Quinta-feira (09 de setembro)

Institucional
PORTARIA Nº 423, DE 6 DE SETEMBRO DE 2021Reforma Institucional
Designa a Assessoria Especial de Controle Interno – AECI como a nova Unidade de Gestão de Integridade no âmbito do Ministério do Meio Ambiente, em substituição à unidade anteriormente designada pela Portaria nº 137, de 10 de maio de 2018. Compete à Unidade de Gestão da Integridade: I – coordenar a estruturação, execução e monitoramento do Programa e Plano de Integridade do Ministério do Meio Ambiente, para prevenir e mitigar as vulnerabilidades eventualmente identificadas, buscando a prevenção, detecção e combate à ocorrência de atos lesivos; II – atuar na orientação e treinamento dos servidores do Ministério do Meio Ambiente com relação aos temas atinentes ao Programa e Plano de Integridade; e III – promover outras ações relacionadas à gestão da integridade, em conjunto com as demais áreas do Ministério do Meio Ambiente. Revoga a Portaria nº 137, de 10 de maio de 2018. Esta Portaria é a continuação da Portaria MMA Nº 296, de 7 de julho de 2021, que Institui a Política de Governança do Ministério do Meio Ambiente – PG-MMA, sendo apenas mais um desdobramento dessa do novo arranjo institucional do MMA, já publicado.

 

Sexta-feira (10 de setembro)

Institucional
PORTARIA Nº 416, DE 8 DE SETEMBRO DE 2021Revogaço
Declara a revogação de 45 atos normativos do Ministério do Meio Ambiente.

Pesca
PORTARIA SAP/MAPA Nº 387, DE 9 DE SETEMBRO DE 2021Regulação
Estabelece que fica proibida a captura, transporte e comercialização da espécie Gramma brasiliensis em todo o território nacional, não se aplicando a regra aos indivíduos oriundos de aquicultores ou empreendimentos aquícolas devidamente inscritos no Registro Geral da Atividade Pesqueira e com Licença válida na categoria de Aquicultor. O  Gramma brasiliensis é uma  espécie ornamental marinha, endêmica do Brasil, que foi intensamente capturada, chegando a ser quase extinta, para o comércio aquariofilista. Em 2004 foi incluída na lista de espécies ameaçadas em  (IN MMA 05/2004) e foi proibida a captura desde então. Essa proibição propiciou uma recuperação da população nos últimos anos levando a retirada da espécie da Lista Vermelha da Fauna Ameaçada de Extinção de 2014. No entanto, esse mercado todo dos ornamentais é pouquíssimo regulamentado, os limites de captura não existem ou são subavaliados.

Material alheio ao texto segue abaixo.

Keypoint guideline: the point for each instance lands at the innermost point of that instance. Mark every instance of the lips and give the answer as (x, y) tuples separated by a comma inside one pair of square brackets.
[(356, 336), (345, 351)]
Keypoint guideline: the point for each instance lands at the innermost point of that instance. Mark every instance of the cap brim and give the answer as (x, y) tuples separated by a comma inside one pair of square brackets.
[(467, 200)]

A proibição que trata a portaria foi uma demanda da Sociedade Brasileira de Ictiologia – SBI, feita à SAP em 10/09/2020, que solicitou a proibição da coleta e comercialização de Gramma brasiliensis, demonstrando suas características bioecológicas e explicitando os impactos que a IN nº 10/2020 poderia causar na espécie (IN apontada como problema no Pesca por Inteiro). Dessa forma, essa proibição vem a ser uma necessária medida de precaução e temos a conferir se a espécie constará da próxima lista vermelha que está sendo avaliada pela CONABIO, conforme apontado aqui pela Política por Inteiro.